I've got to hand it to the BookPeople. The three books they sold me? I'm devouring them in record time. All done with the two thrillers, and now I am greedily making my way through a science-fiction novel set in Kazakhstan. Yes, Kazakhstan!! I'll have to watch this author; I like this story so far; I hope it holds up to the end. That's usually my beef with novels - will the end hold up and at least make for a plausible story (I don't even expect a GREAT ending every time), or will it be totally contrived and insult my intelligence? (I hate that. It's my main gripe about action movies and thriller novels.)
The two thrillers I just read held up well. A smidgen of contrivance and a couple of gratuitous plot twists along the way, but not enough to really piss me off.
I read Oblivion first, where a detective starts working a missing persons case. Then he has a stroke, and can't remember the last few days before that. So he tries to piece the case together best as he can. I liked this - good mechanism to let the reader know more than the detective, and entirely plausible. I could see the ending come from a mile away (or at least I knew who the bad guy would turn out to be), but it didn't offend me. Like I said, the protagonist having trouble putting the clues together was entirely plausible.
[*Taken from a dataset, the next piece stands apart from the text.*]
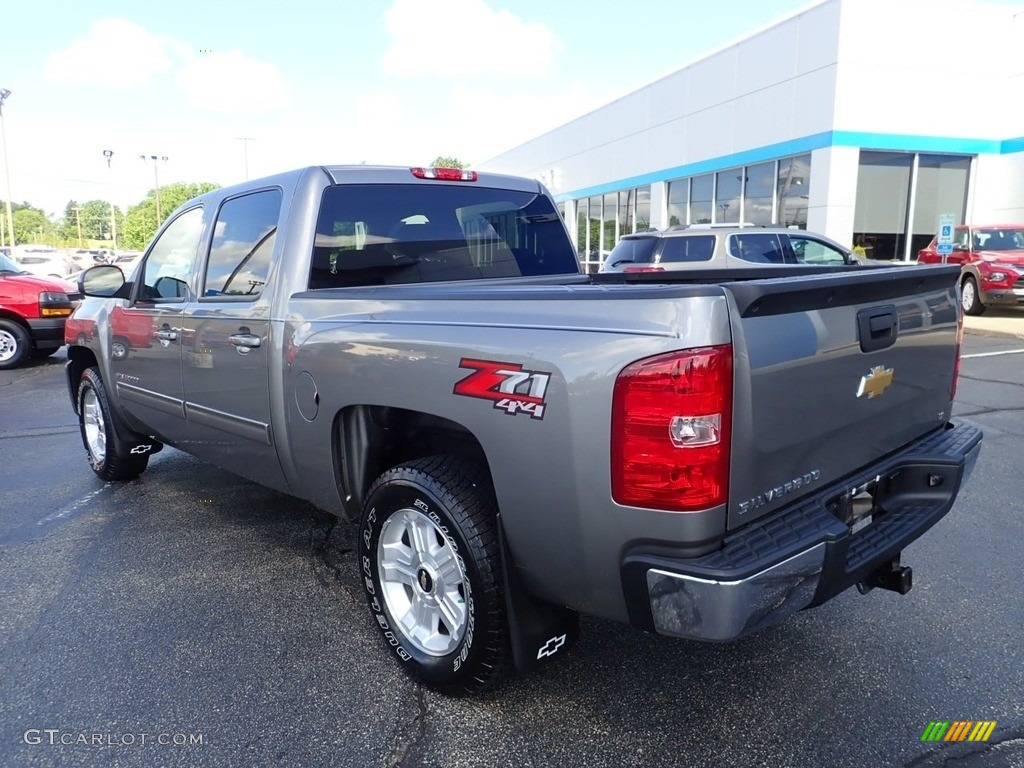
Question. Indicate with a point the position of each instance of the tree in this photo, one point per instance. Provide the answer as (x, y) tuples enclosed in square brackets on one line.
[(31, 225), (140, 220), (442, 161)]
Then I moved on to Death's Little Helpers by Peter Spiegelman, for whose latest novel I had seen an advertisement. I'd really wanted to start with the first book in the series, but I couldn't find it anywhere, and amazon.com says it'll take two to four weeks to ship, so I settled for this second novel about John March. He's a modern detective who uses the internet for research and whose girlfriend works for a dot-com, and I felt thoroughly at home in his world. The case here is also a missings persons case, although no one wants to involve the police in the search for a stock-market analyst. Everybody seems to have something to hide, and it takes March a long time to find very few clues. Still, it never got boring. The conclusion took a gratuitous twist, in my opinion; he could have left out the last turn, and it would have been more believable, but I still enjoyed it all very much.
And like I said above, I currently find myself in Kazakhstan and another world that is somehow connected to it. I don't understand the connection quite yet, but I am not supposed to. And the journey there is a lot of fun. Liz Williams is definitely staying on my watch list. (That is, unless she gives me a contrived, completely implausible ending. I'll report on that in a couple of days.)